Nick groaned. “Can you come over to the apartment? Eliza’s going to put it up for pre-order right now, but she’ll need your help with some market copy, since none of us have read it yet. Plus we’ll need a cover.”

“Sure, I can be over in a couple of hours. Gonna take a nap first, if that’s cool.”

“There’s no time. We need you over here now.”

“What, are you behind on rent?”

“Not exactly.”

“I’m pretty exhausted from the reading last night, Nick.”

“Please.”

“Ugh. All right. I’m on my way. You fuckers better have some coffee made.”

“I’ll brew a new pot.”

Nick gave Eliza back her phone. “Sergio’s on his way. While the rest of us are gone, you two are in charge of selling the shit out of
Christ’s
sequel. I want our Paypal to fucking explode. Also, put up
The Owls in the City
for preorder.”

Eliza raised her brow. “But that’s your novel. I thought you were still hoping someone else would publish it.”

He shrugged. “I guess I’ll just have to withdraw it. Shit, it’s gonna get rejected anyway, so what’s the point.”

Eliza nodded. “We’ll do some major pimpage online.”

Nick gestured to Stephen and Louise. “We’ll head out and start slinging paperbacks. Each of you need to get a crate and fill them with as many books as they’ll hold.”

Nick reached on top of the fridge and pulled down a jar full of coins, then spread the change among the three. “In case people don’t have the exact amount, here you go.”

“I don’t want to panhandle like a fucking bum,” Stephen said.

Louise snorted. “What’s the difference between this and when you’re begging for a blowjob at two in the morning?”

“I hate you.”

“Sure.”

“I’m gonna need to use your laptop, though,” Eliza said. “All of my equipment is at my place.”

“I don’t care, that’s fine,” Nick said. “Just remember, you need to sell like you’ve never sold before. You’re gonna need a cover that people won’t be able to resist. Whether we face jail-time depends solely on your marketing skills.”

“Gee, thanks.”

Before they left, Nick said, “Oh, and if your brother shows back up, please do me a favor and break his nose.”

“Already planned on it.”

“Attagirl.”

24. THE LIBRARIAN’S DAUGHTER’S FATHER

Billy drove the
stolen car to the bartender’s trailer, licking his lips, hungry for more crank. He pounded on the front door for a good five minutes before the bartender finally answered. His eyes were wide with paranoia.

“Who the fuck are you?”

Billy held up his hands, innocent. “It’s me, man. From last night? We hung out here and . . . you know, uh, got high.”

The bartender shook his head. “I ain’t never seen you before in my life.”
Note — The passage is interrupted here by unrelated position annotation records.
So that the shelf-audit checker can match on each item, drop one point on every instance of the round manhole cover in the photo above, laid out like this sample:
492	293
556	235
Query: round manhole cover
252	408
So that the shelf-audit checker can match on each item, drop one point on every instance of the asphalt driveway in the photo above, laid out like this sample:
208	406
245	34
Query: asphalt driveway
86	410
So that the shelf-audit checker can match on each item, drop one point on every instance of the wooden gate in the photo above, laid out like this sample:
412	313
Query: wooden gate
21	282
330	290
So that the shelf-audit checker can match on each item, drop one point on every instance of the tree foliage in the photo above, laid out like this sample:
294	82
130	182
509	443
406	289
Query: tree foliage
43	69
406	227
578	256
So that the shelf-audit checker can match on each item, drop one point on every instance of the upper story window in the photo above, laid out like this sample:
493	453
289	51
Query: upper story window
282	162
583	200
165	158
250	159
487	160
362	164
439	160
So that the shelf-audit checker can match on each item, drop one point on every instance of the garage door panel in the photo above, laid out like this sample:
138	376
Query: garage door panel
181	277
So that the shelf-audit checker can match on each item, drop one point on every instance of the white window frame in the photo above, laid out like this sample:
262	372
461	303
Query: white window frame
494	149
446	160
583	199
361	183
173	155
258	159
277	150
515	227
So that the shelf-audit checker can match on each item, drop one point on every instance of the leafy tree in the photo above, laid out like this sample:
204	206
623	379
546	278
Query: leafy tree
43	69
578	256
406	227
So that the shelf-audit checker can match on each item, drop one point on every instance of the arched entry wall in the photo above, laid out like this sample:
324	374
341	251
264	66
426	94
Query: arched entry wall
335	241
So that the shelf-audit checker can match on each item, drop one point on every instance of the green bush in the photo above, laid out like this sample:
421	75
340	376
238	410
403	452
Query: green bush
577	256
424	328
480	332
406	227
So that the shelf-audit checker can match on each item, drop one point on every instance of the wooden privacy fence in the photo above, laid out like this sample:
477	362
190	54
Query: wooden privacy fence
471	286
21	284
Billy was getting tired of standing on this porch. “Dude, we met at Nightscapes last night. My friend was giving that reading? Then afterward we came back here and did crank and played PlayStation.”
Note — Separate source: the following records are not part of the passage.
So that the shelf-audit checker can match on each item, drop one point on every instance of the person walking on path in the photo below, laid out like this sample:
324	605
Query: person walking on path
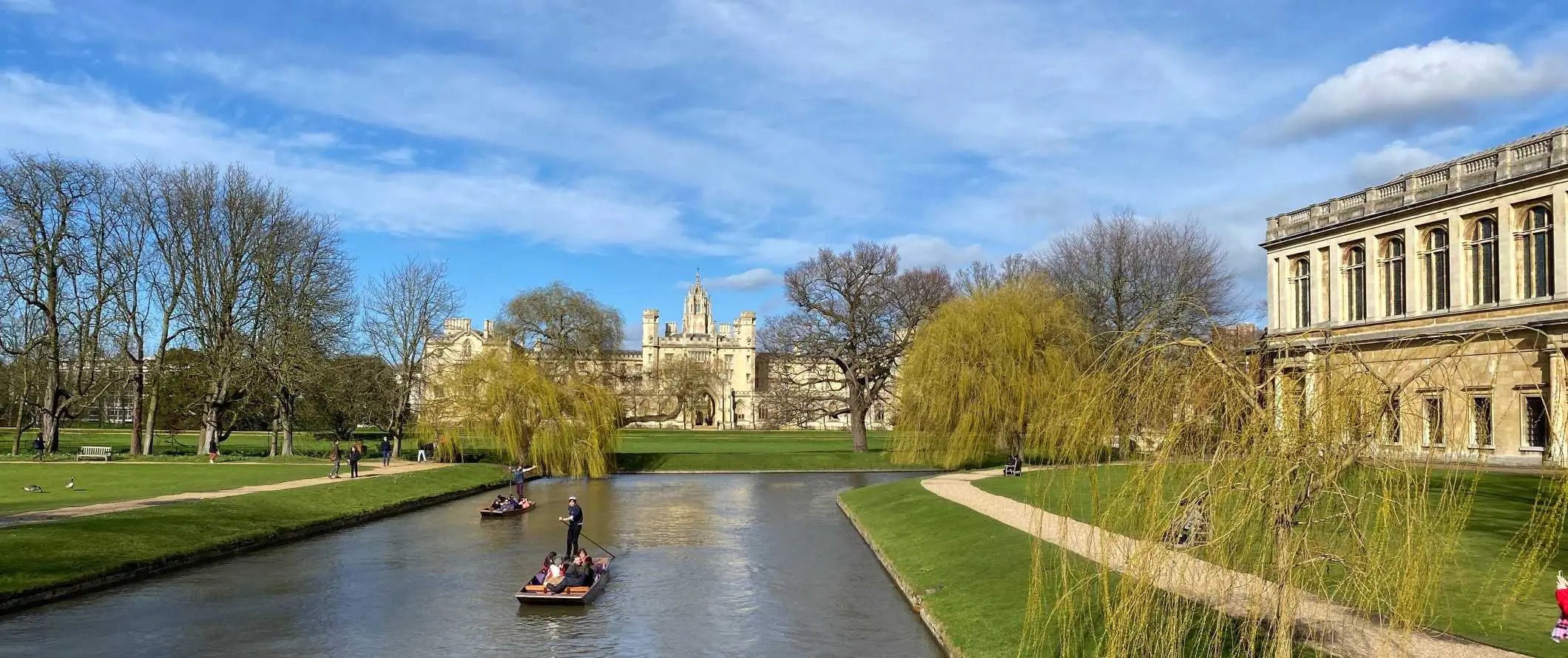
518	478
574	523
337	459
The bartender was quiet for a moment, studying Billy. Then he smiled. “Oh yeah. How’s it going, man?”

“Shit’s kind of gotten crazy, to be honest.”

“Wait a minute,” the bartender said, and waited a full minute before continuing. “Where the fuck is my coffee? I thought you were getting me one, too.”

“Something . . . came up.”

Billy walked into the trailer and he told the bartender about what happened, told him he had two hostages back at his publisher’s house, and he had no idea what to do with them.

“Feed them to human-hungry pigs,” the bartender said. “It’s how the mafia does it.”

“You don’t know that.”

“I’ve seen movies.”

“This ain’t a movie, man,” Billy said, although when he thought about it, hell, who knew, maybe it was a movie. Actors never knew they were in a movie. They thought that shit was real.

“So you just left them there?” the bartender asked. “Who’s watching them?”

“My sister.”

“You don’t think she’ll snitch on you?”

“Nah, man. My sister loves me.”

“All I’m saying is, I used to have a sister, then one day she told my parents I’d gotten some bitch librarian pregnant, and my parents kicked me out of the house. Fuck all siblings.”

“My sister’s cool.”

“Until she rats you out.”

Billy sighed. “Whatever, man. You wanna smoke this crystal, or what?”

“Yeah, all right.”

Billy and the bartender—whose name was Sebastian—smoked more crank and played video games. Then that got boring, so they started painting the inside of his house blue. The bartender had been meaning to do this for some time now, but kept forgetting about it. Billy tried to forget about the hostages back at Nick’s place, but they were all he could think about. If they died, Billy would be a murderer, and he’d go to prison for the rest of his life. He didn’t want to go to prison. He was a writer, goddammit. Writers didn’t go to prison. They wrote about other people who went to prison.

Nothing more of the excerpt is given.